On passera, par la suite, et de
manière progressive, de la télégraphie à la
téléphonie (réservée d'abord à des
professionnels), puis à la radiodiffusion.
De même, le cinéma, qui peut être considéré,
non seulement comme le septième art, mais aussi comme un média,
précède la radiodiffusion
sonore
alors qu'il permet la
reproduction d'
images
animées. La xylographie avait d'ailleurs
devancé l'imprimerie, et la photographie, le télégraphe ;
mais il est difficile de comparer des moyens de
reproduction
à
des moyens de
transmission
qui, s'agissant de l'image,
n'apparaîtront qu'avec la télévision.
L'impression d'ensemble qui se dégage de l'examen des dates de ces
différentes découvertes est sans conteste celle d'une
accélération
.
Il faut d'abord se placer à l'échelle des millénaires en
ce qui concerne le passage de l'écrit à l'imprimerie, puis
à celle des siècles en ce qui concerne la période
séparant l'invention de l'imprimerie de celle du
télégraphe.
Il faut ensuite se placer dans l'ordre des décennies pour mesurer le
temps qui sépare les grandes découvertes ultérieures : (40
ans environ entre le télégraphe et le téléphone,
puis 20 ans, à peu près, pour passer aux liaisons sans fil et de
la TSF à la radio, 15 ans de la radio à la
télévision, et 10, de la télévision à
l'ordinateur).
L'accélération concerne non seulement l'enchaînement des
inventions, mais aussi la vitesse de transmission des informations
correspondantes, puisque l'on quitte l'ère de la communication en
différé
(de l'écrit, de l'image ou du son) pour
entrer dans celle de
l'instantané
.
L'informatique, enfin, et la généralisation du codage
numérique binaire accélèrent ces tendances,
jusque-là partielles et limitées aux regroupements et aux
combinaisons des différents médias.
Cependant, cette vue globale laisse toutefois persister des disparités
bien réelles.
Après le foisonnement de la fin du XIX
e
siècle, un
ralentissement semble s'opérer dans la première moitié du
XX
e
siècle, sans qu'il soit possible de dire s'il
procède des effets des conflits mondiaux ou des difficultés de
mise au point de certaines technologies nouvelles.
Par ailleurs, un certain décalage peut parfois se manifester entre
l'apparition d'un nouveau média et la mise à la disposition du
grand public des moyens d'enregistrement correspondants (les
magnétophones à cassette sont ainsi commercialisés 40 ans
après la radio, et les magnétoscopes 35 ans après la
télévision, peut-être autant en raison
d'appréhensions liées à la perception des droits d'auteurs
que pour des motifs d'ordre technique).
D'autre part, les périodes s'écoulant, entre une invention et son
exploitation à large échelle sont variables.

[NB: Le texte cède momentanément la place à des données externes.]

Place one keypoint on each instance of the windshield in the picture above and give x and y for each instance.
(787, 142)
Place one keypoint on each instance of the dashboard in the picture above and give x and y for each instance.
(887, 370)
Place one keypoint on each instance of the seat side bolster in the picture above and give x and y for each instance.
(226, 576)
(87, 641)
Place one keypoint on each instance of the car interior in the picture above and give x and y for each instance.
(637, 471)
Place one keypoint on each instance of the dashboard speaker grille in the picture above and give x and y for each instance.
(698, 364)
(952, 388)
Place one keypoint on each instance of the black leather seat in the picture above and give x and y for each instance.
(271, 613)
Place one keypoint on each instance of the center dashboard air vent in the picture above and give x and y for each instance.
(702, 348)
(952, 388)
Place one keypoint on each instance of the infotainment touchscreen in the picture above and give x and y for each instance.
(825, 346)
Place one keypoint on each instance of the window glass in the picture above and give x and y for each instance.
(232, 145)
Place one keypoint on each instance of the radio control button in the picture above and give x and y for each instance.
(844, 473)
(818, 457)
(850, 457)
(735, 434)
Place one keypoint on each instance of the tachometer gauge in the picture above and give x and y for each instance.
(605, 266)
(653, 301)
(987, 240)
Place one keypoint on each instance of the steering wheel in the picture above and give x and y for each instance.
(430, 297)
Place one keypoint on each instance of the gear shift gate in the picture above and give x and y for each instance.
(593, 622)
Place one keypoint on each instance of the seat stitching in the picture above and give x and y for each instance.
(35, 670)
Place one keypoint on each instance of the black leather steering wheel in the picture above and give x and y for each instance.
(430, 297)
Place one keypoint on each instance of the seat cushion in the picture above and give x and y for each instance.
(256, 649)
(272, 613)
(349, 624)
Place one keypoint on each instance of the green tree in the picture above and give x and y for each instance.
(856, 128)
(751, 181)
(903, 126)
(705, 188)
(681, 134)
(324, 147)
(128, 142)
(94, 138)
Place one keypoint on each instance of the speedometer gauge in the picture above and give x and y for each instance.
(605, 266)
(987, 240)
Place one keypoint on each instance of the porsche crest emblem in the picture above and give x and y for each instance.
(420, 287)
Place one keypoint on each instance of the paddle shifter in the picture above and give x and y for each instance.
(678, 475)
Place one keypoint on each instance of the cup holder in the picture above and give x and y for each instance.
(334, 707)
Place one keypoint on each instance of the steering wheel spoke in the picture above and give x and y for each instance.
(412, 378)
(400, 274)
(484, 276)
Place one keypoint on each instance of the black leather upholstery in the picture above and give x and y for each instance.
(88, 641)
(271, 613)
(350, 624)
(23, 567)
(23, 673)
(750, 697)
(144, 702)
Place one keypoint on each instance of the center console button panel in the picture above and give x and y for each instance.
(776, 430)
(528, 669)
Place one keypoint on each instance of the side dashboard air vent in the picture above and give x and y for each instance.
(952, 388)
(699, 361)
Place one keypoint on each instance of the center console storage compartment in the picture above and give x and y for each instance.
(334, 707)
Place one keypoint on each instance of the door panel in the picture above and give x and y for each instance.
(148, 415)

Ainsi peut-on
opposer la mise en application presque immédiate du
télégraphe au développement plus lent des réseaux
téléphoniques faisant appel à des techniques plus
complexes (commutation...).
La TSF démarre en trombe (6 ans seulement séparent, en effet, la
première expérience de Marconi, à Bologne, de la
première liaison transatlantique) mais le passage à la
radiodiffusion se révèle plus lent, de nombreuses
difficultés techniques devant être résolues : la production
d'ondes entretenues, stables et propices aux modulations nécessite, tout
d'abord, des courants de haute fréquence. Puis l'électronique,
sobre en énergie, naît en 1904, de l'idée de Fleming
d'appliquer à la détection des ondes radio la découverte
d'Edison concernant l'émission d'électrons par les métaux
incandescents. Lee de Forest, deux ans plus tard, va ajouter à la
première lampe de radio de Fleming, ou " diode ", une troisième
électrode. Il en résulte une nouvelle lampe
révolutionnaire, ou " triode ", capable non seulement de détecter
des ondes, mais d'amplifier des courants (5(
*
)). De nouveaux montages, facilitant, au
niveau de l'émission comme à celui de la réception, les
oscillations électriques et modulations recherchées, deviennent
possibles.
De façon analogue, on n'obtiendra, par la suite, que de faibles
variations de courant entre l'émetteur et la base d'un transistor
entraînent de fortes variations du courant entre l'émetteur et le
collecteur. Mis au point, en 1948, par trois chercheurs américains des
Bell Labs (Bardeen, Shockley et Brattain), ce nouveau composant à
semi-conducteurs permet donc de réaliser les fonctions essentielles de
l'électronique (génération de signaux, amplification,
modulation-démodulation, commutation, etc.) et cela dans des conditions
plus avantageuses que les tubes précédents, car ils se mettent en
action immédiatement, sans dégager de chaleur. Leur durée
de vie est en outre beaucoup plus longue et leur encombrement des plus
réduits.
Le cas de la télévision se révèle également
intéressant. Son démarrage commercial intervient en effet
relativement longtemps après les premières expériences, en
raison de difficultés techniques (liées à la mise au point
de l'analyse électronique des images, préalable à
l'abandon des procédés électromécaniques), et par
conséquent d'un prix de vente, initialement élevé et du
fait, peut-être aussi, des effets économiques liés à
la Deuxième Guerre mondiale. Par la suite, le lancement aux Etats-Unis
en 1951, par CBS, de la télévision en couleur, mais aussi
incompatible avec le parc existant de récepteurs en noir et blanc, se
solde par un échec.
L'accélération des découvertes ne signifie donc pas que
les nouveaux produits techniques, qui en sont issus, aussi
évolués et maîtrisés soient-ils, rencontrent
nécessairement le succès. Il y faut, le plus souvent, des
conditions économiques, sociales et culturelles propices, mais aussi la
rencontre, grâce à des entrepreneurs motivés et audacieux,
entre une offre technique et commerciale ainsi que l'élaboration
préalable de contenus si nécessaire (notamment dans le cas de
médias de diffusion) pour répondre à l'attente du public.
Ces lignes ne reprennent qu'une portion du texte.